A dominant position – or an emerging one?
It may be too early to say Nvidia has complete dominance over robotics, but its influence is clearly growing.
Few other chipmakers have developed such a comprehensive, robotics-specific ecosystem.
Companies such as Infineon and NXP have recently signaled increased interest in robotics, particularly in areas such as real-time processing, safety systems and edge computing. However, their efforts remain more fragmented compared to Nvidia’s integrated approach.
The contrast is reminiscent of earlier shifts in computing.
Just as some observers argue that Intel was slow to adapt to the rise of mobile computing – allowing competitors to gain ground – there is a growing sense that parts of the semiconductor industry may have underestimated the importance of robotics.
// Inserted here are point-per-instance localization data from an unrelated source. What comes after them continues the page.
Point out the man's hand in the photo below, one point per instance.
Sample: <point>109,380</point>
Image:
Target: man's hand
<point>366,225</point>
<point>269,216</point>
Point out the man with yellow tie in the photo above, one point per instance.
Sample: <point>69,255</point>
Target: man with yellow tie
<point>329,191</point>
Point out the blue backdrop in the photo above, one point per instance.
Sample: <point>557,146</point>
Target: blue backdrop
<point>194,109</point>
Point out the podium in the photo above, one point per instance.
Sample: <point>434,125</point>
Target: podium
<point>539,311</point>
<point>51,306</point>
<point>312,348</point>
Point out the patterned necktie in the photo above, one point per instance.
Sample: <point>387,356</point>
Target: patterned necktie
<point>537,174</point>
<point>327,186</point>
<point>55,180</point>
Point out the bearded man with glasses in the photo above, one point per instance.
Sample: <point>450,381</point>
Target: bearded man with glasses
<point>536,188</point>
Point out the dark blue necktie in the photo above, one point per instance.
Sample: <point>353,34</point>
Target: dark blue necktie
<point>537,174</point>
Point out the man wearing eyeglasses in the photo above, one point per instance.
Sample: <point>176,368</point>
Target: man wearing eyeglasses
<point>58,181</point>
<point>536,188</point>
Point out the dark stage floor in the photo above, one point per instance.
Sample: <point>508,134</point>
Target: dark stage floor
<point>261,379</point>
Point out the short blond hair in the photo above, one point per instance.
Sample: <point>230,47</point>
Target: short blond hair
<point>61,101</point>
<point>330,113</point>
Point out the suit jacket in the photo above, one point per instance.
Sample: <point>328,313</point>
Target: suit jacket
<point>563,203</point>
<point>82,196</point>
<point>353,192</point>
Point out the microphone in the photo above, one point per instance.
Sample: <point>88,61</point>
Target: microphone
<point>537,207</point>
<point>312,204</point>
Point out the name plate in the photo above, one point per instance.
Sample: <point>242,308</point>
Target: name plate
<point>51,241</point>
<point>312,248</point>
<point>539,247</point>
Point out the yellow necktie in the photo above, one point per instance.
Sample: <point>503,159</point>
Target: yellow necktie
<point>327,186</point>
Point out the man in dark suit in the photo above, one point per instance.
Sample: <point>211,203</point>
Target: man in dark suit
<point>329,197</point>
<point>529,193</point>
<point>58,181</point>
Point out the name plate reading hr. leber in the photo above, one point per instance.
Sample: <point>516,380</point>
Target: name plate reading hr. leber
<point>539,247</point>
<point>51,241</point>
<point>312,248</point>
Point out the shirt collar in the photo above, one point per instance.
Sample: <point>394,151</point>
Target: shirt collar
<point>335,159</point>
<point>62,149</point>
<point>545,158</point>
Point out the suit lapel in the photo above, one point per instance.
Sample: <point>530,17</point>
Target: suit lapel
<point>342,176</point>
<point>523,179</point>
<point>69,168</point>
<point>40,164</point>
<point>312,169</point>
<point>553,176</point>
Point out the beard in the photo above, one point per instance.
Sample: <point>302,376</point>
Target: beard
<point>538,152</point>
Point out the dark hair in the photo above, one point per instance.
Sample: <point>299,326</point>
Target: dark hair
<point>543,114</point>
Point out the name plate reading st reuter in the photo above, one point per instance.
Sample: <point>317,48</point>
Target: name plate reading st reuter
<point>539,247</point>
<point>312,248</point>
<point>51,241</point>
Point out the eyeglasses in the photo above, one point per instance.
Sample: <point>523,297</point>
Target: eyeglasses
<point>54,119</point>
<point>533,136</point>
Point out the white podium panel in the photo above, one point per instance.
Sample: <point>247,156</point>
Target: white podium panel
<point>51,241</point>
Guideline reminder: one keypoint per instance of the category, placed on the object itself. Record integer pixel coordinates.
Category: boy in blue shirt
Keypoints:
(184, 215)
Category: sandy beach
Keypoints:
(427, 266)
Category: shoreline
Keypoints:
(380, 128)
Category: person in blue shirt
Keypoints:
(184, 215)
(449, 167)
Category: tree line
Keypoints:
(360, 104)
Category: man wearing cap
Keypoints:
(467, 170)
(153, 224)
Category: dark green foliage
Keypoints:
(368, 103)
Nvidia, by contrast, appears to have embraced the sector early, investing not just in hardware but in the broader software and developer ecosystem required to support it.
A lesson for the industry?
Nvidia’s rise has been driven by multiple factors, including gaming, AI training, and – at one point – demand from cryptocurrency mining.
But robotics represents something different: a long-term industrial transformation rather than a cyclical market.
By building tools specifically for robotics developers and fostering a broad ecosystem of partners, Nvidia has positioned itself at the center of what it calls “physical AI” – the convergence of artificial intelligence and machines operating in the real world.
Whether that position translates into lasting dominance remains to be seen.
What is clear is that robotics is no longer a niche sector. As AI capabilities expand, more industries are adopting automation, and more companies are building robots of increasing sophistication.
If that trend continues, the question may not be whether Nvidia leads the robotics industry, but how far ahead it can stay – and whether its competitors can close the gap before the next wave of automation fully takes hold.